Simulation-based approaches remain incomplete. EgoGen focuses on locomotion, obstacle avoidance, and coarse attention rather than hand manipulation, sitting, lying, detailed object interaction, or social behavior (Li et al., 2024). EgoInteract demonstrates broad cross-task transfer, but the paper reports limited formal ablations, leaving the separate contributions of environment diversity, grasp validation, IK fidelity, and annotation design less precisely quantified (Leonardi et al., 18 May 2026).
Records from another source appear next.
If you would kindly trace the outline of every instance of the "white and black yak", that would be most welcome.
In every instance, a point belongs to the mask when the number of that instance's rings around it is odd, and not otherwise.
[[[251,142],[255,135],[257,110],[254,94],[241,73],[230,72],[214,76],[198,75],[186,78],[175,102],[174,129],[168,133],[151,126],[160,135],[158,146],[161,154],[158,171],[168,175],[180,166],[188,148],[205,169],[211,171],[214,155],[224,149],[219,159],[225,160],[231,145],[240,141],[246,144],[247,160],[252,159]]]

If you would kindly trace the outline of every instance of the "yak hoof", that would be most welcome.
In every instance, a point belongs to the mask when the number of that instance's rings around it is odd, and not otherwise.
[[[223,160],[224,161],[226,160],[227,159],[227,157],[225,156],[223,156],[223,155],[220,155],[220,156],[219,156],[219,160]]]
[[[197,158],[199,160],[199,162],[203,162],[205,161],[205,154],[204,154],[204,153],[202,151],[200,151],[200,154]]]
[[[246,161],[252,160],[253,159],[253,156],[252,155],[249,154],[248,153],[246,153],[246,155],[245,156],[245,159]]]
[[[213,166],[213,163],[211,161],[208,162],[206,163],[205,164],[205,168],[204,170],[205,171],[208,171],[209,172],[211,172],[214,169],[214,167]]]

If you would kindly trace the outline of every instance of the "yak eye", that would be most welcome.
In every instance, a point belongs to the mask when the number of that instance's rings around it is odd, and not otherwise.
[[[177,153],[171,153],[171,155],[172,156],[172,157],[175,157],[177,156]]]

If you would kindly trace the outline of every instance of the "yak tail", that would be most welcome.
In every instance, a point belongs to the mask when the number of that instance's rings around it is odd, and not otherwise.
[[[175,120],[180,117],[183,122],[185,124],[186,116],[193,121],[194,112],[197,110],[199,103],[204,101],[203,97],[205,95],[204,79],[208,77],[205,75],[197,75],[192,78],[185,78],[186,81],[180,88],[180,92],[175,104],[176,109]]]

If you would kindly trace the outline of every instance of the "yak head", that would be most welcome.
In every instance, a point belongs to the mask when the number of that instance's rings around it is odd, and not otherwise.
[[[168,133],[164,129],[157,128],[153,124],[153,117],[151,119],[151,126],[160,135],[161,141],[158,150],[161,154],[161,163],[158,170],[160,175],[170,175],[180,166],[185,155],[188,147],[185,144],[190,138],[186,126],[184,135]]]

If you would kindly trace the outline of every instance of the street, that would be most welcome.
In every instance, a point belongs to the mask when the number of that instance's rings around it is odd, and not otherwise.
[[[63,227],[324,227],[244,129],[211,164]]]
In the psychological-agent line, evaluation is still mainly qualitative, arbitration remains opaque, and exact prompts, top-, embedding models, and selection rubrics are not fully specified (Zamojska et al., 18 Dec 2025).
These limitations suggest that EgoActing is best viewed not as a solved task but as a convergence point. One branch seeks precise spatial grounding from egocentric RGB into executable humanoid actions; another develops predictive state-action models for first-person worlds; a third builds synthetic interaction data and long-context memory benchmarks; and a fourth explores internal ego-state architectures for psychologically grounded behavior. A plausible implication is that future EgoActing systems will need all four: egocentric perception, causal action prediction, scalable embodied data, and structured internal decision processes.